Entre tanto, el gigantesco trimotor avanzaba velozmente en las tinieblas.

Un gemido apagado, persistente, recordaba a los pasajeros que iban a bordo de un aeroplano, de otro modo lo hubiera olvidado en el recogimiento de la acolchada cabina.

El prisionero se había retrepado en su asiento. Dormía. Su boca, desmesuradamente abierta, revelaba el tatuado paladar donde campeaba la singular insignia de los adoradores del mocasín.

Cinco horas después volaba el aeroplano sobre las riberas del bajo Missisippi. Delante de él, cercana ya, aparecía Nueva Orleans.

Ni una sola nube alteraba la monotonía del espacio. La luna proyectaba sus plateados rayos sobre la metálica armadura de la nave.

Así y todo, Doc había permanecido en constante contacto con varias estaciones de aeródromo y obtenido de ellas informes respecto al estado del tiempo, mediante el radioteléfono.

A la luz indulgente de la luna descubrió, de súbito, otro aeroplano que volaba delante de él, a unas millas de distancia. Probablemente marchaba a una velocidad de ciento cincuenta millas por hora.

Pero el veloz trimotor de Doc le dejó atrás, lo mismo que si hubiera permanecido inmóvil.

Cambió ligeramente de rumbo y el otro aeroplano le imitó.

—¿Qué dices a esto? —gruñó Ham—. ¿Supones que el Araña Gris haya enviado ese avión para darnos caza?
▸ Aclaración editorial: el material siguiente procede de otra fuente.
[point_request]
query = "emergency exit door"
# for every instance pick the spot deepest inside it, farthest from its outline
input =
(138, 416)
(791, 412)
—Pronto lo veremos —replicó Doc—. En realidad no me he preocupado de guardar secreto a nuestro viaje. No es, así, imposible que el Araña haya capturado mis comunicaciones a través de la radio. Es posible que posea una emisora clandestina y con ella ha conseguido localizarnos, sin duda alguna.
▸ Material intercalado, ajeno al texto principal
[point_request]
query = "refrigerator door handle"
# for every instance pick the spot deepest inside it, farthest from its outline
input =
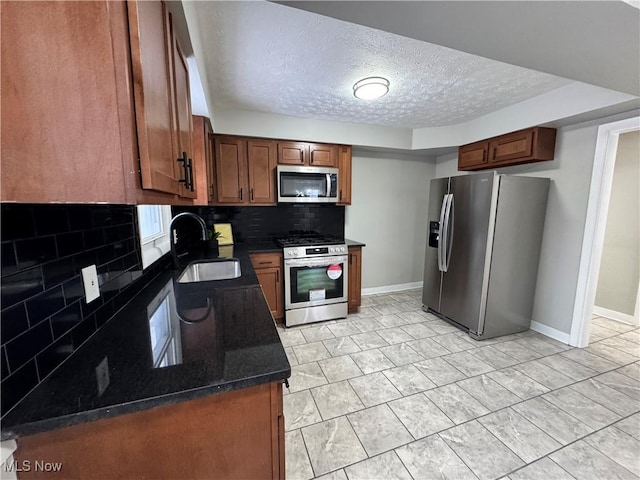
(441, 244)
(450, 223)
(445, 234)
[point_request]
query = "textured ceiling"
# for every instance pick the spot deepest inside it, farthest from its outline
(271, 58)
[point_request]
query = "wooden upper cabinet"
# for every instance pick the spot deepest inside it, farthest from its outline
(183, 123)
(231, 169)
(293, 153)
(151, 49)
(202, 141)
(321, 155)
(88, 103)
(261, 162)
(473, 155)
(344, 175)
(66, 119)
(310, 154)
(524, 146)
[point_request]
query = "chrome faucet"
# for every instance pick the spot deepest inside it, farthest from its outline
(199, 219)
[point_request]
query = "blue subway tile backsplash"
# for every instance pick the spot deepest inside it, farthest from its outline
(44, 314)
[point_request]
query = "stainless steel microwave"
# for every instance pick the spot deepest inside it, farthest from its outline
(298, 184)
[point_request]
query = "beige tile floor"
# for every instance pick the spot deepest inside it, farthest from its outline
(396, 393)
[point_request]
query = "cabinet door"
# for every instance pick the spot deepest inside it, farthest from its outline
(231, 169)
(65, 102)
(271, 282)
(211, 167)
(293, 153)
(514, 146)
(202, 159)
(323, 155)
(473, 155)
(262, 160)
(355, 279)
(344, 175)
(150, 58)
(183, 126)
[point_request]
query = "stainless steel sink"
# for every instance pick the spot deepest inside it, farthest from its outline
(205, 271)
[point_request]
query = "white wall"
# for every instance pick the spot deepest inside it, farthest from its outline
(388, 212)
(570, 174)
(620, 264)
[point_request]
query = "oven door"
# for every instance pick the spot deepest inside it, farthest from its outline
(315, 281)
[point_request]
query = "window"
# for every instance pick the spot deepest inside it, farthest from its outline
(153, 225)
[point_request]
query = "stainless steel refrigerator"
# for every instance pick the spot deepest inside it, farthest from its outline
(483, 247)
La nave de Doc prosiguió su vuelo sin interrupción. La otra se le aproximó más y más. Se trataba de un monoplano con el fuselaje tubular. Iba deprisa, como un mal negocio.

De pronto ascendió a una capa más elevada de la atmósfera como para dejar pasar a Doc.

—¡Bah! Sin duda realiza un vuelo nocturno. Es un…

Ham no pudo completar la frase.

Con una zambullida inesperada se situó rápidamente el monoplano frente al potente trimotor de Doc, y vomitó sobre él una nube de verdoso vapor que se extendió con velocidad sorprendente en torno.

—¡Gas!… ¡Gas venenoso! —gritó Ham, el sagaz pensador.

Mas el trimotor no había virado a tiempo y se hallaba envuelto por la mortífera nube lanzada casi a quemarropa sobre sus tres hélices potentes.

Edna Danielsen palideció y se cubrió la cara con las manos. Su padre, ágil pensador como Ham, llenó de aire sus pulmones con una profunda aspiración en previsión de lo que pudiera ocurrir.

El prisionero continuaba sentado tranquilamente y tan indiferente como si la cosa no fuera con él. No podía comprender el peligro que corría, naturalmente.